# Mapping PlayerIds from FanGraphs and StatCast
Using the data from [Chadwick Bureau](https://github.com/chadwickbureau), map the player IDs from FanGraphs to their IDs on StatCast (which uses MLBAM IDs)

In [1]:
import pandas as pd
import warnings

warnings.filterwarnings("ignore", category=pd.errors.DtypeWarning)

In [2]:
# Read data from Chadwick Bureau
people_0 = pd.read_csv("data/chadwick-bureau/people-0.csv")
people_1 = pd.read_csv("data/chadwick-bureau/people-1.csv")
people_2 = pd.read_csv("data/chadwick-bureau/people-2.csv")
people_3 = pd.read_csv("data/chadwick-bureau/people-3.csv")
people_4 = pd.read_csv("data/chadwick-bureau/people-4.csv")
people_5 = pd.read_csv("data/chadwick-bureau/people-5.csv")
people_6 = pd.read_csv("data/chadwick-bureau/people-6.csv")
people_7 = pd.read_csv("data/chadwick-bureau/people-7.csv")
people_8 = pd.read_csv("data/chadwick-bureau/people-8.csv")
people_9 = pd.read_csv("data/chadwick-bureau/people-9.csv")
people_a = pd.read_csv("data/chadwick-bureau/people-a.csv")
people_b = pd.read_csv("data/chadwick-bureau/people-b.csv")
people_c = pd.read_csv("data/chadwick-bureau/people-c.csv")
people_d = pd.read_csv("data/chadwick-bureau/people-d.csv")
people_e = pd.read_csv("data/chadwick-bureau/people-e.csv")
people_f = pd.read_csv("data/chadwick-bureau/people-f.csv")

# Concatenate data
id_mapping_df = pd.concat(
    [
        people_0,
        people_1,
        people_2,
        people_3,
        people_4,
        people_5,
        people_6,
        people_7,
        people_8,
        people_9,
        people_a,
        people_b,
        people_c,
        people_d,
        people_e,
        people_f,
    ],
    axis=0,
)

# Remove unnecessary columns
id_mapping_df = id_mapping_df[
    [
        "key_person",
        "key_uuid",
        "key_mlbam",
        "key_retro",
        "key_bbref",
        "key_bbref_minors",
        "key_fangraphs",
        "name_last",
        "name_first",
        "name_given",
        "pro_played_first",
        "pro_played_last",
    ]
]

# Remove any players without a FanGraphs/StatCast id
id_mapping_df = id_mapping_df[id_mapping_df["key_fangraphs"].notna()]
id_mapping_df = id_mapping_df[id_mapping_df["key_mlbam"].notna()]
id_mapping_df = id_mapping_df[id_mapping_df["pro_played_first"].notna()]
id_mapping_df = id_mapping_df[id_mapping_df["pro_played_last"].notna()]
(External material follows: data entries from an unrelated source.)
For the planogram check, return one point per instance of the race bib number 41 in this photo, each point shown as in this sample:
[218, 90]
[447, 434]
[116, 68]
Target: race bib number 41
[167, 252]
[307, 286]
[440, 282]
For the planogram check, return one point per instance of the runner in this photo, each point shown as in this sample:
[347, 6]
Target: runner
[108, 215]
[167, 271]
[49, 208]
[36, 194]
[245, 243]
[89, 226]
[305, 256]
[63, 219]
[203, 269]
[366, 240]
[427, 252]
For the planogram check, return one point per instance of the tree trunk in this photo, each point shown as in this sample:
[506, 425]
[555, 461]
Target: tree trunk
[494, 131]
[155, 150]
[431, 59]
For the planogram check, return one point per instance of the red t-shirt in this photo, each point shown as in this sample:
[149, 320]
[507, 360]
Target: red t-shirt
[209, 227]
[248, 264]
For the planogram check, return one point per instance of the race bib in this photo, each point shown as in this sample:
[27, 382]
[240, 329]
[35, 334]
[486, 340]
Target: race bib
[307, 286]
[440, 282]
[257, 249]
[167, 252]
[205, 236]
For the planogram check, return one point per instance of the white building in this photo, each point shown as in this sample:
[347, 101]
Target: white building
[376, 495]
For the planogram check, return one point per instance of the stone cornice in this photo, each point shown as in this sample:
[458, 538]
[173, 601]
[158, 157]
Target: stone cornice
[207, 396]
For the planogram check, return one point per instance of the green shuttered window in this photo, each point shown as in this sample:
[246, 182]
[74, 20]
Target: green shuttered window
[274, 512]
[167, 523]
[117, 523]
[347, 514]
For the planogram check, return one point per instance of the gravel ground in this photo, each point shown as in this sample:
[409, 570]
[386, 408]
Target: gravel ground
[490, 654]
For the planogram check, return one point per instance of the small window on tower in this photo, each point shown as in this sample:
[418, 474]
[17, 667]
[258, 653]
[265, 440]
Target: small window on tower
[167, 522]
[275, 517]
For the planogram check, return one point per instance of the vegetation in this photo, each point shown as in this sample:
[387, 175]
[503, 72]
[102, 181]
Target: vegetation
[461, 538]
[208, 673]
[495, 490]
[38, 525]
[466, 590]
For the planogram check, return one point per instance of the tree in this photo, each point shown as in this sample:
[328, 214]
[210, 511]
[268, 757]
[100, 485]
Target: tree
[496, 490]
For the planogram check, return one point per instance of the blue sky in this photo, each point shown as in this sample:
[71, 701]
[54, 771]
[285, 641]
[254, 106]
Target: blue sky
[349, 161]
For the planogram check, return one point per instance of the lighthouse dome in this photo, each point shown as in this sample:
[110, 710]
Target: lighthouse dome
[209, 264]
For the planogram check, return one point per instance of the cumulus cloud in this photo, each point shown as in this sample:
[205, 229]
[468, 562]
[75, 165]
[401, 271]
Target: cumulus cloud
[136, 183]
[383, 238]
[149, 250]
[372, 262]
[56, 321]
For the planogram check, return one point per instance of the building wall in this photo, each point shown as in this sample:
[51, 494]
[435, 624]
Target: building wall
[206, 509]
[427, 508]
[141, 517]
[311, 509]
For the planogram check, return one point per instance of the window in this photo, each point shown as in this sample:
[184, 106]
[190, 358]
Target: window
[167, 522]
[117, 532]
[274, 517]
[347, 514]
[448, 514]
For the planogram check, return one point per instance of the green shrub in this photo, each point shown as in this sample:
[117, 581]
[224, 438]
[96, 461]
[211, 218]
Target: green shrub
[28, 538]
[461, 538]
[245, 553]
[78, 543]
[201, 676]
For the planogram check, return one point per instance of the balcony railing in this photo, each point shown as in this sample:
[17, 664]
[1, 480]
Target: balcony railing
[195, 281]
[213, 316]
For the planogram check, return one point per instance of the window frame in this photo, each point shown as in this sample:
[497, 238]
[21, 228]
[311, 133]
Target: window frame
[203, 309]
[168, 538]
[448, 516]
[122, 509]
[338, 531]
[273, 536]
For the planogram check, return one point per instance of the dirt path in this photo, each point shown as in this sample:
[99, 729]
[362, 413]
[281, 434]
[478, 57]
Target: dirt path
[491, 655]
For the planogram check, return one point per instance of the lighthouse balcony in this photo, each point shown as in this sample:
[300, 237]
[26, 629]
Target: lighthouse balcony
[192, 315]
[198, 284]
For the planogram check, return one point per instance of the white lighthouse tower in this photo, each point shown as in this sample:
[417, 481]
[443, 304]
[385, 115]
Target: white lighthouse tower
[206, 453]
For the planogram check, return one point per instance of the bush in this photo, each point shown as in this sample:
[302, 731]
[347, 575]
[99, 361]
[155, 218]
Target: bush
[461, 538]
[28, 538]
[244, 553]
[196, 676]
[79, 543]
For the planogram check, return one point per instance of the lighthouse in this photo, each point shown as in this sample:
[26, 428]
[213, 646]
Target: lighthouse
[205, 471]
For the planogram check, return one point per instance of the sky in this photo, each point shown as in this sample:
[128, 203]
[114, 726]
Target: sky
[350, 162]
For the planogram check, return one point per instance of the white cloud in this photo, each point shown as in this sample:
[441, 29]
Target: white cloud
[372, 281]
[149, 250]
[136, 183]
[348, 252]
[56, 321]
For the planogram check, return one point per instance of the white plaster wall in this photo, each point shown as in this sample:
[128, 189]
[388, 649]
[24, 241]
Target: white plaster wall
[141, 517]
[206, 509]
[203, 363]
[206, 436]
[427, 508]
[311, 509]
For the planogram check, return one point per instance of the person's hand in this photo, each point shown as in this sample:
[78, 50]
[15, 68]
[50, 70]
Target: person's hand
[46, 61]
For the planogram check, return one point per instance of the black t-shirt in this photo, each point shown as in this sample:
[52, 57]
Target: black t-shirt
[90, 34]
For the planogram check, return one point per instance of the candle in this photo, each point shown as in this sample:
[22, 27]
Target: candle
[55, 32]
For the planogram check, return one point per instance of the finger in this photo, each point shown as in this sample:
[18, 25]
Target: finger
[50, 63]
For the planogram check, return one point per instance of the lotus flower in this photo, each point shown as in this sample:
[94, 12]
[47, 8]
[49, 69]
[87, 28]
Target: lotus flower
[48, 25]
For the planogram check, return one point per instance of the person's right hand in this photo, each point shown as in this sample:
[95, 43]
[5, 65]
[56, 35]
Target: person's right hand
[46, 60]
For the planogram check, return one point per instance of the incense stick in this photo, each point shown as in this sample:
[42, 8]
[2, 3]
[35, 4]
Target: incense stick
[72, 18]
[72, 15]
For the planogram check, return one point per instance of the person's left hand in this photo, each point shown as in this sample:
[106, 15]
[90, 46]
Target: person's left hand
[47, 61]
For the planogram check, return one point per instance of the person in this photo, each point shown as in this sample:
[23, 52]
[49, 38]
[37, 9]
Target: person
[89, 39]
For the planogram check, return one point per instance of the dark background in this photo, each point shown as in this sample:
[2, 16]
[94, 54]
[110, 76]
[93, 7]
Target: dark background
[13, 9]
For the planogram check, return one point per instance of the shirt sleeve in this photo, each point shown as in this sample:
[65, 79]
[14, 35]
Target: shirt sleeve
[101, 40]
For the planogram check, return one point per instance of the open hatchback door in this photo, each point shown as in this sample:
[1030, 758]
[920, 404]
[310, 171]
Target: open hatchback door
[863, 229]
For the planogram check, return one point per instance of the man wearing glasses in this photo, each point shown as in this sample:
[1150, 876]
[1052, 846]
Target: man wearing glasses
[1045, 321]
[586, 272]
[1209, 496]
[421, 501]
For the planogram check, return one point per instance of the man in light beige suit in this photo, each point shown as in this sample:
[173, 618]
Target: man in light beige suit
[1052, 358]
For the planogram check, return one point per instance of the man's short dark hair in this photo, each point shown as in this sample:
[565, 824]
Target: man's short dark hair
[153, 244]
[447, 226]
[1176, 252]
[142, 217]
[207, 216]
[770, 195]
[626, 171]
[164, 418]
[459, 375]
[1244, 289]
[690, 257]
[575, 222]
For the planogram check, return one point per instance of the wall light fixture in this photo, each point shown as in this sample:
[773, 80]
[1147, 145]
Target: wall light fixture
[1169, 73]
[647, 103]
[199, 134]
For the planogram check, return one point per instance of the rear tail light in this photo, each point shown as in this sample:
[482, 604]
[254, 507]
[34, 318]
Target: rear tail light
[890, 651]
# Change column type from float to int
id_mapping_df["key_mlbam"] = id_mapping_df["key_mlbam"].astype(int)
id_mapping_df["key_fangraphs"] = id_mapping_df["key_fangraphs"].astype(int)
id_mapping_df["pro_played_first"] = id_mapping_df["pro_played_first"].astype(int)
id_mapping_df["pro_played_last"] = id_mapping_df["pro_played_last"].astype(int)

id_mapping_df

Unnamed: 0,key_person,key_uuid,key_mlbam,key_retro,key_bbref,key_bbref_minors,key_fangraphs,name_last,name_first,name_given,pro_played_first,pro_played_last
49,000539fc,000539fc-40b1-4bc4-9764-2941d18f398c,605152,bradj002,bradlje01,bradle000jed,13166,Bradley,Jed,Jedidiah Custer,2011,2019
56,000638f5,000638f5-74e9-4e4f-99d2-47969ae2d7a8,110625,barrm002,barrima01,barrio001man,1000605,Barrios,Manuel,Manuel Antonio,1994,2003
59,0007057d,0007057d-9e3c-4db2-9ceb-989cd788605e,118336,martf102,martifr01,martin001fra,1008165,Martin,Frank,Frank Joseph,1897,1905
69,00087a47,00087a47-2151-4fcd-8952-98e915e88143,111603,browb101,brownby01,browne002byr,1001500,Browne,Byron,Byron Ellis,1963,1975
122,00109852,00109852-1ac0-4751-b0ed-11ab819d8ba3,113051,darir101,darinro01,daring001rol,1002986,Daringer,Rolla,Rolla Harrison,1910,1921
...,...,...,...,...,...,...,...,...,...,...,...,...
32189,ffef3420,ffef3420-0132-4e68-86c9-615fd859e9e8,120175,pagev101,pageva01,page--001van,1009957,Page,Vance,Vance Linwood,1926,1942
32235,fff5491d,fff5491d-9cb9-48af-a4b6-67796f7f3ceb,124274,wilkr101,wilkiro01,wilkin003roy,1013961,Wilkinson,Roy,Roy Hamilton,1913,1932
32261,fff74cf7,fff74cf7-a005-4a4a-b361-95b13908b65d,113250,demaa101,demaral01,demare001alb,1003187,Demaree,Al,Albert Wentworth,1908,1924
32290,fffb2763,fffb2763-f758-4d94-af65-ee60117fea4d,118767,mckef101,mckeefr01,mckee-001fra,1008583,McKee,Frank,Frank,1884,1884


## Create ID mapping

In [3]:
mlb_stats_df = pd.read_csv("data/full-mlb-stats.csv")
mlb_stats_df = mlb_stats_df[["Name", "StatCast_ID"]]

final_id_mapping_df = mlb_stats_df.merge(
    id_mapping_df, how="inner", left_on="StatCast_ID", right_on="key_mlbam"
)

final_id_mapping_df = final_id_mapping_df[["Name", "StatCast_ID", "key_fangraphs"]]
final_id_mapping_df.rename(columns={"key_fangraphs": "FanGraphs_ID"}, inplace=True)
final_id_mapping_df

Unnamed: 0,Name,StatCast_ID,FanGraphs_ID
0,A.J. Burnett,150359,512
1,A.J. Cole,595918,11467
2,A.J. Ellis,454560,5677
3,A.J. Ellis,454560,5677
4,A.J. Ellis,454560,5677
...,...,...,...
7125,Óscar Mercado,640458,16375
7126,Óscar Mercado,640458,16375
7127,Óscar Mercado,640458,16375
7128,Óscar Mercado,640458,16375


In [4]:
# Save data
final_id_mapping_df.to_csv("data/final_id_mapping.csv", index=False)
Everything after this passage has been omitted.